ZTo combat chronic inflation and the weakness of the local currency, the lira, the Turkish central bank is raising the key interest rate by 4.75 percentage points to 15.00 percent. An increase of that magnitude was expected on the foreign exchange market, so rate fluctuations were limited. Shortly after the decision was announced, the dollar was quoted at 7.70 lira and one euro cost 9.03 lira.
The interest rate decision is interpreted as a fundamental change in the central bank’s previous policy of keeping the key interest rate as low as possible. However, the rupture had emerged after Turkish President Recep Tayyip Erdogan, who had previously always insisted on low interest rates, surprisingly dismissed the previous central bank governor, who he appointed in mid-2019, two weeks ago and also appointed a new treasury minister after his finance minister resigned .
After the government had accompanied the personnel change with market-friendly comments and reform promises, the lira had already gained significant ground in the previous week. Previously, this year alone it had devalued more than a third against the dollar and the euro and is among the worst performers among the currencies of the emerging countries.
The ongoing currency collapse had heightened concerns about a payment crisis in the country because Turkish companies and the state are heavily indebted in foreign currencies. In addition, Turkey imports more goods and goods than it exports. According to the judgment of economists, this contributed to the fact that the current account was in deficit even before the outbreak of the corona pandemic.
Loss of income due to the slump in the important tourism business is currently worsening the situation, which is also characterized by the fact that the central bank had used up its foreign exchange reserves in the vain defense of the Lira rate. One will “firmly maintain the tight monetary policy, taking into account all factors that influence inflation, until a permanent decline in inflation is achieved.

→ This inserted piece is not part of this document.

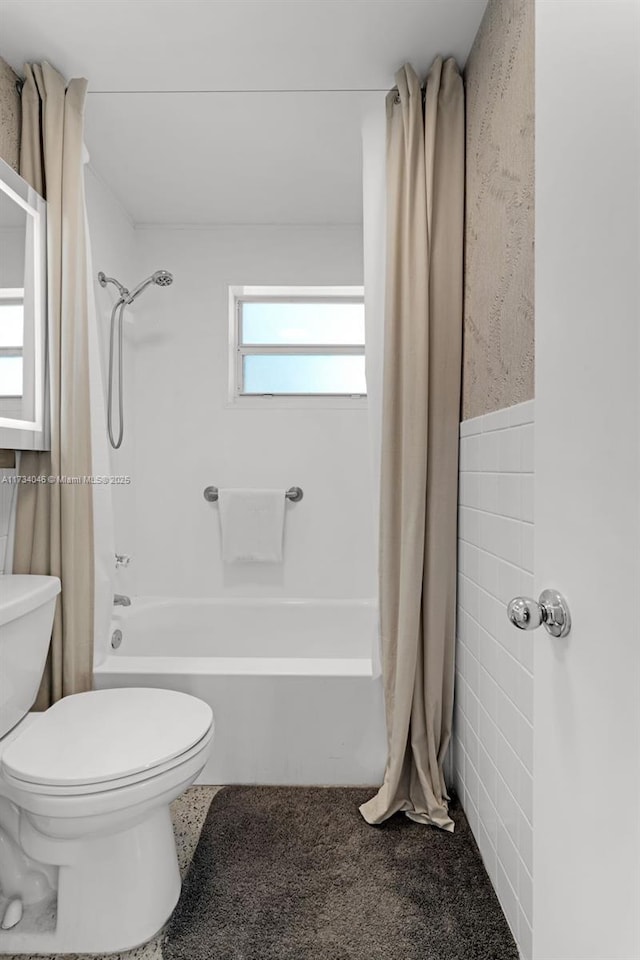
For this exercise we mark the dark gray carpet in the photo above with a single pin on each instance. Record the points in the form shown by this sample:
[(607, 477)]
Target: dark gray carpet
[(286, 873)]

The new central bank governor Naci Agbal justified the decision after the first meeting he chaired with the fight against inflation. The delayed effects of the lira depreciation, the rise in food prices and the deterioration in inflation expectations had a negative impact. “Accordingly, the committee decided to undertake a clear and strong monetary policy tightening in order to remove the risks to the inflation outlook, to control inflation expectations and to restore the disinflation process as soon as possible.”

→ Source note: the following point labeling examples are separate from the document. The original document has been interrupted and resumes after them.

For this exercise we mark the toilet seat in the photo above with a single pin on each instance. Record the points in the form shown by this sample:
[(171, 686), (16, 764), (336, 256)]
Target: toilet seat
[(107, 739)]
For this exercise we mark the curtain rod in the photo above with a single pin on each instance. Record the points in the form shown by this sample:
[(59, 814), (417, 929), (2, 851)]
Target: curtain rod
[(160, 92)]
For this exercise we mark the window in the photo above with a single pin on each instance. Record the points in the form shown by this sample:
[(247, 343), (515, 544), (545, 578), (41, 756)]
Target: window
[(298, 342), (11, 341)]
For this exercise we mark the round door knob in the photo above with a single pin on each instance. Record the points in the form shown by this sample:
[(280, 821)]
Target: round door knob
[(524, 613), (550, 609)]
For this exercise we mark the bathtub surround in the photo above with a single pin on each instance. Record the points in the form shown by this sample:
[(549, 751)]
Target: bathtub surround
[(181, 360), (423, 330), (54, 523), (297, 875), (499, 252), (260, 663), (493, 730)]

Under his predecessor Murat Uysal, the central bank had already raised the rate by 2 percentage points to 10.25 percent in July and otherwise tightened the banks’ money supply through the use of other monetary policy instruments, so that there was already talk of interest rate hikes through the back door in the markets to push real interest rates out of negative territory. The weighted average financing costs of the bank had risen to 14.72 percent.
However, this was not enough to contain the inflation rate, which at an annual rate of 11.89 percent in October was well above the actual target of five percent, or to reassure international investors. At the end of the week before last, the lira had therefore hit a historic low. For one dollar, 8.58 lira had to be spent, for one euro just under 10.20 lira – more than ever before.

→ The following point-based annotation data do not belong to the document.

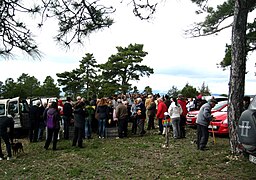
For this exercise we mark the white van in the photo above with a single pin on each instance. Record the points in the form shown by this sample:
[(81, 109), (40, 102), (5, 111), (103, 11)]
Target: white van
[(18, 108)]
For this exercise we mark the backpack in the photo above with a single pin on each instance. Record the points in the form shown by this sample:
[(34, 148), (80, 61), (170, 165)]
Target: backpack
[(51, 121)]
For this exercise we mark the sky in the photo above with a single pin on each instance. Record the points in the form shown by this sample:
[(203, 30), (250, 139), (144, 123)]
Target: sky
[(175, 58)]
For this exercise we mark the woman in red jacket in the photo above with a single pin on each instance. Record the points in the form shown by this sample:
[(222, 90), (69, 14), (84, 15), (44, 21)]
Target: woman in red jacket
[(162, 108)]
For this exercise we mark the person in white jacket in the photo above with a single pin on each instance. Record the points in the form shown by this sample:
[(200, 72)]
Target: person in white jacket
[(175, 111)]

With the appointment of new posts there is also the hope that the president will interfere less in monetary policy and that central bank governor Agbal will get a free hand. The new finance minister Lütfi Elvan had just said on Tuesday that he had instructed senior officials of the Turkish central bank and heads of other financial institutions to “do what the law says” and affirmed that the Turkish central bank was “of course independent, its statutes are clear “.
Erdogan, who had rejected interest rate hikes for a long time because they slowed the economic upturn in Turkey, emphasized on Wednesday that the main thing now is to combat inflation. Turkish media quoted him as saying: “Our aim is to achieve single-digit inflation immediately by maintaining fiscal discipline and implementing structural and micro-reforms.” He also wants to focus on growth, exports and employment. He is “determined to do whatever is necessary”. However, he then restricted that again by pointing out that “our investors should not be allowed to be crushed by high interest rates”.